[R-sig-ME] Variance estimate at 0 with lmer - not with lme - issue or rounding ?
Douglas Bates
bates at stat.wisc.edu
Fri May 11 21:14:31 CEST 2012
On Fri, May 11, 2012 at 2:16 AM, nospamjehol-lists at yahoo.fr
<nospamjehol-lists at yahoo.fr> wrote:
> Hello all,
>
> I'm getting puzzled by the following:
>
> I'm fitting a simple hierarchical model with individual identity as random factor. Fitted with lmer (lme4 package) the result look like this:
>
> Formula: response ~ some fixed effects + (1 | indiv)
> Random effects:
> Groups Name Variance Std.Dev.
> indiv (Intercept) 0.0000 0.0000
> Residual 1.4802 1.2166
> Number of obs: 116, groups: name, 69
>
> The variance estimate for individuals is a perfect 0 (which is always suspicious...and maybe an indication of problem in data distribution across effects)
No, an estimate of zero is not suspicious. It is simply an indication
that the variability between individuals is not significantly larger
than what one would expect from the random variability in the
response. (By the way, is that really the output from the model fit
because the name "name" in the last line should be "indiv".)
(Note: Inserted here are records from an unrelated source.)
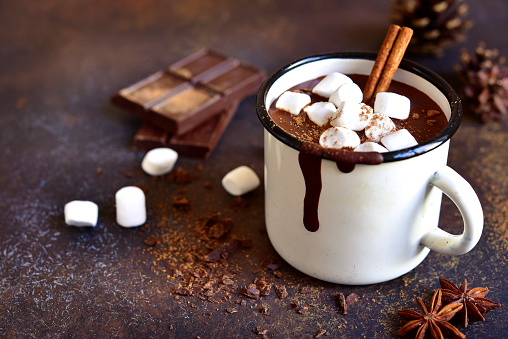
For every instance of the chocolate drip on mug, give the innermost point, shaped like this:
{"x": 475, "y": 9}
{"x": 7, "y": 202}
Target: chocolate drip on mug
{"x": 309, "y": 159}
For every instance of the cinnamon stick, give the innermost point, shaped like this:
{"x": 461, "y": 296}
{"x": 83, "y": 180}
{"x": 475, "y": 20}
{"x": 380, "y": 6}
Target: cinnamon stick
{"x": 379, "y": 64}
{"x": 393, "y": 62}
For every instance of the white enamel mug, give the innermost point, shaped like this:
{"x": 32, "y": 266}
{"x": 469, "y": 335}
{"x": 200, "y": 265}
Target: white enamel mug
{"x": 378, "y": 221}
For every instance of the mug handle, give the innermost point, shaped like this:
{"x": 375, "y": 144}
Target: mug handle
{"x": 464, "y": 197}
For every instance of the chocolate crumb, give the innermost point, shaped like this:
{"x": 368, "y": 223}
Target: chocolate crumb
{"x": 181, "y": 203}
{"x": 277, "y": 273}
{"x": 273, "y": 267}
{"x": 150, "y": 241}
{"x": 219, "y": 252}
{"x": 251, "y": 291}
{"x": 267, "y": 261}
{"x": 180, "y": 176}
{"x": 305, "y": 290}
{"x": 432, "y": 112}
{"x": 231, "y": 310}
{"x": 281, "y": 291}
{"x": 350, "y": 299}
{"x": 238, "y": 204}
{"x": 303, "y": 310}
{"x": 320, "y": 333}
{"x": 259, "y": 330}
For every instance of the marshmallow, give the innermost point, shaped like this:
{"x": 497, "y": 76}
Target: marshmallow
{"x": 339, "y": 137}
{"x": 159, "y": 161}
{"x": 392, "y": 104}
{"x": 346, "y": 92}
{"x": 320, "y": 113}
{"x": 81, "y": 213}
{"x": 241, "y": 180}
{"x": 370, "y": 147}
{"x": 130, "y": 206}
{"x": 352, "y": 115}
{"x": 292, "y": 102}
{"x": 399, "y": 140}
{"x": 379, "y": 125}
{"x": 330, "y": 83}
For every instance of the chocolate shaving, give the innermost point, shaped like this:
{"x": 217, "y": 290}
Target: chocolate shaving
{"x": 341, "y": 301}
{"x": 281, "y": 291}
{"x": 252, "y": 292}
{"x": 259, "y": 330}
{"x": 150, "y": 241}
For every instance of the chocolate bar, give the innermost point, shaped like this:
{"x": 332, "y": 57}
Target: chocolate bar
{"x": 190, "y": 91}
{"x": 197, "y": 143}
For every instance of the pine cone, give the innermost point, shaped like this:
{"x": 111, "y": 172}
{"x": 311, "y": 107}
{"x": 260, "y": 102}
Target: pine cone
{"x": 436, "y": 24}
{"x": 485, "y": 79}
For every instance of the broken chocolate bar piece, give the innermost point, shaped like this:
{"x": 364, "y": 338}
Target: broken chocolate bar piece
{"x": 197, "y": 143}
{"x": 191, "y": 91}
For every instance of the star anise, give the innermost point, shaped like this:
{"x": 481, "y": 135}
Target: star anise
{"x": 475, "y": 305}
{"x": 433, "y": 322}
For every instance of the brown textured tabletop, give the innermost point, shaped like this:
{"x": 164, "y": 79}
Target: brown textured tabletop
{"x": 61, "y": 140}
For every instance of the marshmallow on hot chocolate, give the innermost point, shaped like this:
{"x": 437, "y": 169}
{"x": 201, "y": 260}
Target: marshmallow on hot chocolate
{"x": 130, "y": 207}
{"x": 81, "y": 213}
{"x": 352, "y": 115}
{"x": 370, "y": 147}
{"x": 159, "y": 161}
{"x": 393, "y": 105}
{"x": 346, "y": 92}
{"x": 330, "y": 83}
{"x": 379, "y": 125}
{"x": 320, "y": 113}
{"x": 399, "y": 140}
{"x": 292, "y": 102}
{"x": 241, "y": 180}
{"x": 339, "y": 137}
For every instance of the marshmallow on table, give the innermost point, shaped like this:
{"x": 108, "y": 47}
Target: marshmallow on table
{"x": 130, "y": 206}
{"x": 81, "y": 213}
{"x": 352, "y": 115}
{"x": 339, "y": 137}
{"x": 292, "y": 102}
{"x": 320, "y": 112}
{"x": 379, "y": 125}
{"x": 392, "y": 104}
{"x": 370, "y": 147}
{"x": 159, "y": 161}
{"x": 330, "y": 83}
{"x": 399, "y": 140}
{"x": 241, "y": 180}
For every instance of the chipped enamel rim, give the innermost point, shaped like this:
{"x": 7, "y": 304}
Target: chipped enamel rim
{"x": 360, "y": 62}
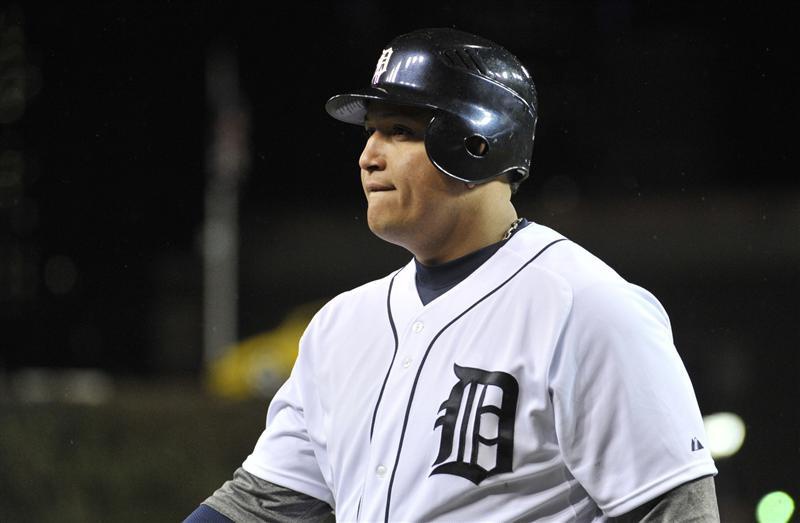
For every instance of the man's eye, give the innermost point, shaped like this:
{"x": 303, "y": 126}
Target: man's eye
{"x": 400, "y": 130}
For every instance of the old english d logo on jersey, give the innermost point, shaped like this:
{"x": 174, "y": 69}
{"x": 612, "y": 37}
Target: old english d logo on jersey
{"x": 477, "y": 425}
{"x": 383, "y": 63}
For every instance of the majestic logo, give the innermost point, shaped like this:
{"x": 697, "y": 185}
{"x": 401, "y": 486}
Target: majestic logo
{"x": 477, "y": 438}
{"x": 383, "y": 63}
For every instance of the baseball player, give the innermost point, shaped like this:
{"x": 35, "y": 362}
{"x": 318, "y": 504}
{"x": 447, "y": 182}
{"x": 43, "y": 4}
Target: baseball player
{"x": 504, "y": 373}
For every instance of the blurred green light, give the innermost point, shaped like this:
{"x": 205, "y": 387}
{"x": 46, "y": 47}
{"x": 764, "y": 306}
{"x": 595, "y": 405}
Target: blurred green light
{"x": 775, "y": 507}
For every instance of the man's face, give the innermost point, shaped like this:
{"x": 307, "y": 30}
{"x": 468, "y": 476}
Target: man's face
{"x": 408, "y": 199}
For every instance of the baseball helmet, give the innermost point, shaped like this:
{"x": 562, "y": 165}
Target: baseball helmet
{"x": 483, "y": 100}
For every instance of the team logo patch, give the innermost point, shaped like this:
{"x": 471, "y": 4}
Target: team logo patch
{"x": 383, "y": 64}
{"x": 477, "y": 425}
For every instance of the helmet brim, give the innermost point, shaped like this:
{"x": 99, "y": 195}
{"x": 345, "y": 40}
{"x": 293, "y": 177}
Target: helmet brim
{"x": 352, "y": 107}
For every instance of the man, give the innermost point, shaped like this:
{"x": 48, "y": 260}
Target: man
{"x": 504, "y": 373}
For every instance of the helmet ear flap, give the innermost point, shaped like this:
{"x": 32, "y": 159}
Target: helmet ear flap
{"x": 457, "y": 150}
{"x": 462, "y": 151}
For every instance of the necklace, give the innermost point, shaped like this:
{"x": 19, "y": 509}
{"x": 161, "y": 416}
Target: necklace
{"x": 511, "y": 230}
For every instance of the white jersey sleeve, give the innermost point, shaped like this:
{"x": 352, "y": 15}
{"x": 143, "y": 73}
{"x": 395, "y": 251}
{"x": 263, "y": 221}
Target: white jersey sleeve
{"x": 289, "y": 451}
{"x": 626, "y": 416}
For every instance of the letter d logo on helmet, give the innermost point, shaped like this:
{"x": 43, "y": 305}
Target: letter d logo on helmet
{"x": 483, "y": 99}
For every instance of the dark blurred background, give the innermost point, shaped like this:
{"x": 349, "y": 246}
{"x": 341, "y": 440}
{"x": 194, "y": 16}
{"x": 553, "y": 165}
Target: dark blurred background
{"x": 170, "y": 186}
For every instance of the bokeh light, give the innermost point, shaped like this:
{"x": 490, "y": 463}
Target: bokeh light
{"x": 726, "y": 432}
{"x": 775, "y": 507}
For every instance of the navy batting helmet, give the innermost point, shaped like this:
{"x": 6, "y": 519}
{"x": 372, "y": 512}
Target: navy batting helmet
{"x": 483, "y": 98}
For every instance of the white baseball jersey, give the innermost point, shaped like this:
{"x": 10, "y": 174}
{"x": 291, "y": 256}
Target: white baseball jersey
{"x": 542, "y": 387}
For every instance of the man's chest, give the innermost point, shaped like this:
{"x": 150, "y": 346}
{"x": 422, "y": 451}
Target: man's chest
{"x": 440, "y": 400}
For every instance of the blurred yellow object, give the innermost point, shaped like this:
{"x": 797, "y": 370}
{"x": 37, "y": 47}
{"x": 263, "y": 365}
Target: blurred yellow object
{"x": 258, "y": 366}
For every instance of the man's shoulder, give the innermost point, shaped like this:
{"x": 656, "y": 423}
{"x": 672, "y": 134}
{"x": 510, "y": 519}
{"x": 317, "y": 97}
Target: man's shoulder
{"x": 560, "y": 257}
{"x": 368, "y": 295}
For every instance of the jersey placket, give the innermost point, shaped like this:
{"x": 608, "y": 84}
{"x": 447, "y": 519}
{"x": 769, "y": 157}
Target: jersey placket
{"x": 413, "y": 340}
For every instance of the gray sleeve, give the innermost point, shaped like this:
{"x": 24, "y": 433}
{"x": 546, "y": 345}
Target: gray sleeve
{"x": 695, "y": 502}
{"x": 248, "y": 498}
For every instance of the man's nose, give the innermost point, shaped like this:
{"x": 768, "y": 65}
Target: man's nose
{"x": 372, "y": 157}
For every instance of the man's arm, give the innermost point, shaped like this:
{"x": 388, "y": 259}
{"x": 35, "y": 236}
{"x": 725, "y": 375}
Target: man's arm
{"x": 695, "y": 501}
{"x": 249, "y": 498}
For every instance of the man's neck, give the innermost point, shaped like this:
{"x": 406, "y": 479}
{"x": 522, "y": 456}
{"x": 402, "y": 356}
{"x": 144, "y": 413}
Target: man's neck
{"x": 466, "y": 238}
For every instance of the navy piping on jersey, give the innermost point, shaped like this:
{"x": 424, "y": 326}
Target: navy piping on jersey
{"x": 386, "y": 378}
{"x": 425, "y": 357}
{"x": 434, "y": 280}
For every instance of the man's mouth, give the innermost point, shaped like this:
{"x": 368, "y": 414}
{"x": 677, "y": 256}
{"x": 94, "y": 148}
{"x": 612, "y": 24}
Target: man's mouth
{"x": 378, "y": 187}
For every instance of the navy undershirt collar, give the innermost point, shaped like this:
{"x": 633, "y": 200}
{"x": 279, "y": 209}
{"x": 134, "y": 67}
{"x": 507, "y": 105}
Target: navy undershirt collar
{"x": 434, "y": 280}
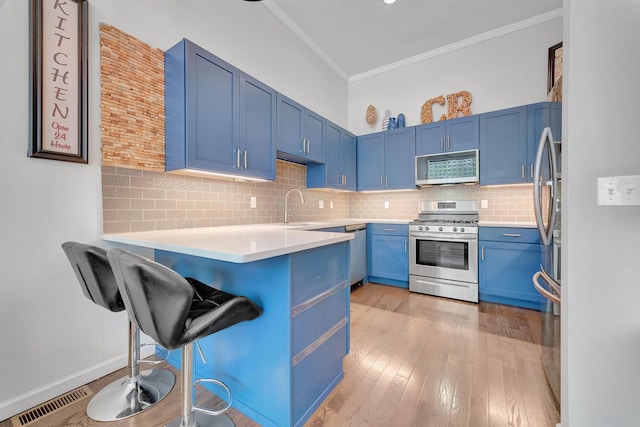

> I then fitted the model with lme (in nlme package) and got:
> Formula: lme(fixed=response ~ some fixed effects,random= ~ 1 | indiv)
> Random effects:
> Formula: ~1 | indiv
> (Intercept) Residual
> StdDev: 9.796623e-05 1.2166
> which I agree is a (very) small variance estimate but is less suspicious.
One of the internal differences between lme and lmer is that the
variance component estimates in lmer can go to zero gracefully whereas
in lme they can't because lme works on the scale of the logarithm of
the relative standard deviation. It took a long time to figure out
how to solve the "going to zero gracefully" problem.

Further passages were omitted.